Hence the negative solution clearly has to be omitted, and <math display="inline">E = +\sqrt{p^2 + m^2}</math>. End derivation.

Assembling these pieces, the full '''positive energy solution''' is conventionally written as
<math display="block">\psi^{(+)} = u^{(\phi)}(\vec p)e^{-i p \cdot x} = \textstyle \sqrt{\frac{E + m}{2m}} \begin{bmatrix}
    \phi \\
    \frac{\vec{\sigma} \cdot \vec{p}}{E + m} \phi
\end{bmatrix} e^{-i p \cdot x}</math>
The above introduces a normalization factor <math display="inline"> \sqrt{\frac{E+m}{2m}},</math> derived in the next section.

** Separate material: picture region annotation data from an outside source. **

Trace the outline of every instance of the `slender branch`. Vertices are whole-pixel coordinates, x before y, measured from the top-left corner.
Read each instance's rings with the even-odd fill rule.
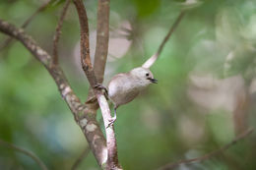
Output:
[[[42,4],[34,13],[32,13],[32,15],[31,17],[29,17],[24,24],[22,25],[22,28],[25,28],[29,26],[29,24],[32,21],[32,19],[39,13],[42,12],[43,10],[46,9],[46,7],[50,4],[51,0],[47,1],[46,3]],[[12,42],[13,37],[8,37],[4,40],[4,42],[0,45],[0,51],[4,48],[6,48],[7,46],[10,45],[10,43]]]
[[[79,167],[80,163],[83,161],[83,159],[87,157],[89,153],[90,153],[90,147],[89,145],[87,145],[87,147],[83,150],[83,152],[78,157],[78,159],[76,159],[76,161],[72,165],[71,170],[76,170]]]
[[[175,30],[175,28],[177,28],[178,24],[180,23],[180,21],[182,20],[183,16],[185,15],[185,12],[182,11],[180,12],[178,18],[175,20],[174,24],[171,26],[168,33],[166,34],[166,36],[164,37],[164,39],[162,40],[162,42],[160,43],[158,51],[156,54],[154,54],[153,56],[151,56],[151,58],[149,58],[143,65],[142,67],[144,68],[150,68],[159,58],[159,56],[160,55],[163,46],[165,45],[165,43],[168,41],[169,37],[171,36],[171,34],[173,33],[173,31]]]
[[[10,148],[15,149],[16,151],[20,151],[21,153],[26,154],[27,156],[31,157],[32,159],[33,159],[38,166],[42,169],[42,170],[48,170],[48,168],[46,167],[46,165],[40,160],[39,157],[37,157],[34,153],[32,153],[32,151],[26,150],[22,147],[19,147],[15,144],[9,143],[7,142],[4,142],[2,140],[0,140],[0,144],[6,145]]]
[[[107,1],[101,1],[104,3],[108,3]],[[83,70],[90,82],[91,86],[94,88],[95,85],[97,84],[96,75],[94,72],[94,68],[91,64],[90,59],[90,50],[89,50],[89,28],[88,28],[88,18],[86,8],[82,2],[82,0],[74,0],[75,6],[77,8],[77,12],[79,15],[80,21],[80,31],[81,31],[81,61]],[[105,96],[101,90],[96,90],[94,88],[94,92],[97,98],[98,105],[100,107],[104,127],[105,127],[105,135],[106,135],[106,146],[107,146],[107,162],[106,162],[106,169],[119,169],[118,164],[118,156],[117,156],[117,146],[116,146],[116,140],[114,134],[113,126],[109,128],[109,120],[111,120],[110,109],[108,103],[105,99]]]
[[[58,89],[72,111],[77,124],[87,138],[89,145],[96,156],[99,166],[107,160],[107,149],[104,136],[96,120],[96,110],[88,105],[82,104],[75,95],[69,83],[59,66],[52,65],[52,57],[45,52],[35,41],[26,34],[23,29],[15,28],[7,22],[0,20],[0,31],[9,34],[21,41],[31,53],[38,59],[55,81]]]
[[[243,132],[242,134],[237,136],[234,140],[232,140],[230,142],[222,146],[218,150],[214,150],[214,151],[212,151],[208,154],[205,154],[201,157],[197,157],[197,158],[193,158],[193,159],[187,159],[187,160],[180,160],[180,161],[175,162],[175,163],[169,163],[169,164],[166,164],[166,165],[160,167],[159,170],[173,169],[173,168],[175,168],[175,167],[177,167],[181,164],[190,164],[190,163],[194,163],[194,162],[202,162],[204,160],[211,159],[212,157],[217,156],[218,154],[220,154],[220,153],[224,152],[224,150],[228,149],[230,146],[232,146],[233,144],[235,144],[239,141],[248,137],[250,134],[253,133],[253,131],[254,131],[253,129],[248,129],[247,131]]]
[[[77,8],[80,23],[80,50],[82,68],[88,78],[91,86],[95,86],[96,85],[96,79],[90,58],[89,27],[86,8],[82,0],[74,0],[73,2],[75,3],[75,6]]]
[[[56,30],[55,30],[55,34],[54,34],[54,37],[53,37],[53,52],[52,52],[52,55],[53,55],[53,64],[55,64],[55,65],[58,64],[58,58],[59,58],[58,57],[58,42],[59,42],[59,38],[60,38],[60,34],[61,34],[61,28],[62,28],[63,21],[64,21],[64,18],[66,16],[70,2],[71,2],[71,0],[66,0],[66,2],[64,4],[64,7],[63,7],[63,10],[61,12],[60,19],[59,19],[59,22],[58,22],[58,25],[57,25],[57,28],[56,28]]]

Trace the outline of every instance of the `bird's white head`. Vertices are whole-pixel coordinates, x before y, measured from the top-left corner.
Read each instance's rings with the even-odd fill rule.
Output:
[[[148,86],[150,84],[158,84],[158,80],[154,79],[154,76],[149,69],[138,67],[131,70],[130,74],[138,80],[137,84],[140,84],[142,86]]]

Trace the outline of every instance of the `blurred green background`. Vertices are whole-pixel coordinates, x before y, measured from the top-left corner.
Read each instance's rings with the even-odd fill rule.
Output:
[[[44,2],[0,0],[0,18],[21,26]],[[85,4],[93,58],[97,2]],[[26,28],[49,53],[63,5],[63,0],[54,1]],[[180,10],[187,10],[151,69],[159,84],[117,110],[115,131],[124,169],[157,169],[194,158],[256,127],[255,0],[118,0],[110,8],[104,85],[153,55]],[[80,65],[79,34],[71,4],[59,43],[60,64],[85,101],[89,84]],[[6,38],[0,33],[0,44]],[[87,146],[47,71],[16,41],[0,51],[0,139],[34,152],[54,170],[70,169]],[[176,169],[255,170],[255,142],[252,135],[217,157]],[[0,145],[0,169],[39,167]],[[99,168],[90,153],[79,169]]]

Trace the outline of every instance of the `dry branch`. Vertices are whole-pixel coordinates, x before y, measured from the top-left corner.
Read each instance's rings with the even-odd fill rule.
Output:
[[[190,164],[190,163],[195,163],[195,162],[202,162],[204,160],[211,159],[212,157],[214,157],[214,156],[224,152],[224,150],[228,149],[230,146],[232,146],[233,144],[235,144],[239,141],[245,139],[246,137],[248,137],[252,133],[253,133],[253,129],[248,129],[247,131],[245,131],[242,134],[240,134],[239,136],[237,136],[233,141],[231,141],[227,144],[222,146],[218,150],[214,150],[214,151],[212,151],[212,152],[210,152],[208,154],[205,154],[205,155],[203,155],[201,157],[197,157],[197,158],[193,158],[193,159],[187,159],[187,160],[180,160],[180,161],[175,162],[175,163],[169,163],[169,164],[166,164],[166,165],[160,167],[159,170],[174,169],[174,168],[178,167],[181,164],[184,165],[184,164]]]
[[[105,135],[106,135],[106,146],[107,146],[107,162],[106,162],[106,169],[119,169],[118,164],[118,156],[117,156],[117,146],[116,146],[116,140],[114,134],[113,126],[109,128],[109,120],[111,120],[110,109],[108,103],[105,99],[105,96],[101,90],[96,89],[95,86],[98,84],[94,68],[91,63],[90,59],[90,50],[89,50],[89,27],[88,27],[88,18],[86,8],[83,4],[82,0],[74,0],[78,16],[80,22],[80,31],[81,31],[81,62],[83,70],[88,78],[88,81],[91,86],[94,88],[94,92],[97,98],[98,105],[100,107],[104,127],[105,127]],[[102,0],[99,1],[100,3],[106,3],[106,7],[108,7],[109,1]],[[102,4],[103,5],[103,4]],[[109,7],[108,7],[109,8]],[[107,11],[107,10],[106,10]],[[108,21],[108,20],[107,20]]]
[[[173,33],[173,31],[175,30],[175,28],[177,28],[178,24],[180,23],[180,21],[182,20],[183,16],[185,15],[185,12],[182,11],[180,12],[178,18],[175,20],[174,24],[171,26],[168,33],[166,34],[166,36],[164,37],[164,39],[162,40],[162,42],[160,43],[158,51],[156,54],[154,54],[153,56],[151,56],[151,58],[149,58],[143,65],[142,67],[144,68],[150,68],[159,58],[160,54],[162,51],[163,46],[165,45],[165,43],[168,41],[169,37],[171,36],[171,34]]]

Solving instead the 1st equation for <math>\phi </math> a different set of solutions are found:
<math display="block">\omega = \begin{bmatrix} -\frac{\vec{\sigma} \cdot \vec{p}}{-E + m} \chi \\ \chi \end{bmatrix} \,.</math>

In this case, one needs to enforce that <math display="inline">E = -\sqrt{\vec p^2 + m^2}</math> for this solution to be valid in a frame where the particle has <math>\vec p = \vec 0</math>. The proof follows analogously to the previous case. This is the so-called '''negative energy solution'''. It can sometimes become confusing to carry around an explicitly negative energy, and so it is conventional to flip the sign on both the energy and the momentum, and to write this as
<math display="block">\psi^{(-)} = v^{(\chi)}(\vec p) e^{i p \cdot x} = \textstyle\sqrt{\frac{E + m}{2m}} \begin{bmatrix}
    \frac{\vec{\sigma} \cdot \vec{p}}{E + m} \chi \\ \chi 
\end{bmatrix} e^{i p \cdot x}</math>

In further development, the <math>\psi^{(+)}</math>-type solutions are referred to as the [[particle]] solutions, describing a positive-mass spin-1/2 particle carrying positive energy, and the <math>\psi^{(-)}</math>-type solutions are referred to as the [[antiparticle]] solutions, again describing a positive-mass spin-1/2 particle, again carrying positive energy. In the laboratory frame, both are considered to have positive mass and positive energy, although they are still very much dual to each other, with the flipped sign on the antiparticle plane-wave suggesting that it is "travelling backwards in time". The interpretation of "backwards-time" is a bit subjective and imprecise, amounting to hand-waving when one's only evidence are these solutions. It does gain stronger evidence when considering the quantized Dirac field. A more precise meaning for these two sets of solutions being "opposite to each other" is given in the section on [[charge conjugation]], below.